Das britische „Non”

LONDON – Auf dem jüngst zu Ende gegangenen EU-Gipfel ließ der britische Premierminister David Cameron den jahrzehntelang in der Beziehung seines Landes zu Europa aufgestauten Ressentiments freien Lauf. Die Europäer waren entsetzt, in welcher Weise die in letzter Minute in die Vereinbarung aufgenommenen Detailbestimmungen über die Bankenregulierung den erwarteten Durchbruch hinsichtlich der Haushaltskontrolle der EU-Länder torpedieren konnten. Camerons Unterstützer in Großbritannien jubilierten und stellten ihn als neuen Winston Churchill hin, der gegen die Bedrohung eines üblen kontinentalen Tyrannen aufsteht.

Die britische Sicht auf Europa war schon immer sowohl emotional als auch zwiespältig. Eine konservative Regierung wollte Anfang der 1960er Jahre der Europäischen Wirtschaftsgemeinschaft beitreten, wurde aber vom französischen Präsidenten Charles de Gaulle zurückgewiesen. Der General verhöhnte die britischen Ambitionen mit einem abgewandelten Zitat aus einem Edith-Piaf-Lied über einen ausgestoßenen englischen Aristokraten, „Ne pleurez pas, Milord.” Schließlich durfte Großbritannien rein, aber die britischen Spitzenpolitiker hatten immer das Gefühl, im Kreis der Europäer nicht willkommen zu sein.

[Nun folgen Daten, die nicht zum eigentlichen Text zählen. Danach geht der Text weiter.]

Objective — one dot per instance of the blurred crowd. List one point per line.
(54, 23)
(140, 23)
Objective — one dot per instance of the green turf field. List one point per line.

In zwei maßgeblichen Momenten der Vergangenheit hatte ein britisches „Nein“ entscheidende Auswirkungen auf die Entwicklung der europäischen Währungspolitik. Im Jahr 1978 initiierten der deutsche Kanzler Helmut Schmidt und der französische Präsident Valéry Giscard d’Estaing die Schaffung eines  Wechselkursmechanismus – des  Europäischen Währungssystems – zur Wiederherstellung stabiler Wechselkurse in Europa. Ursprünglich verhandelten Deutsche und Franzosen trilateral mit Großbritannien, aber die Sitzungen verliefen schleppend, mühsam und unproduktiv.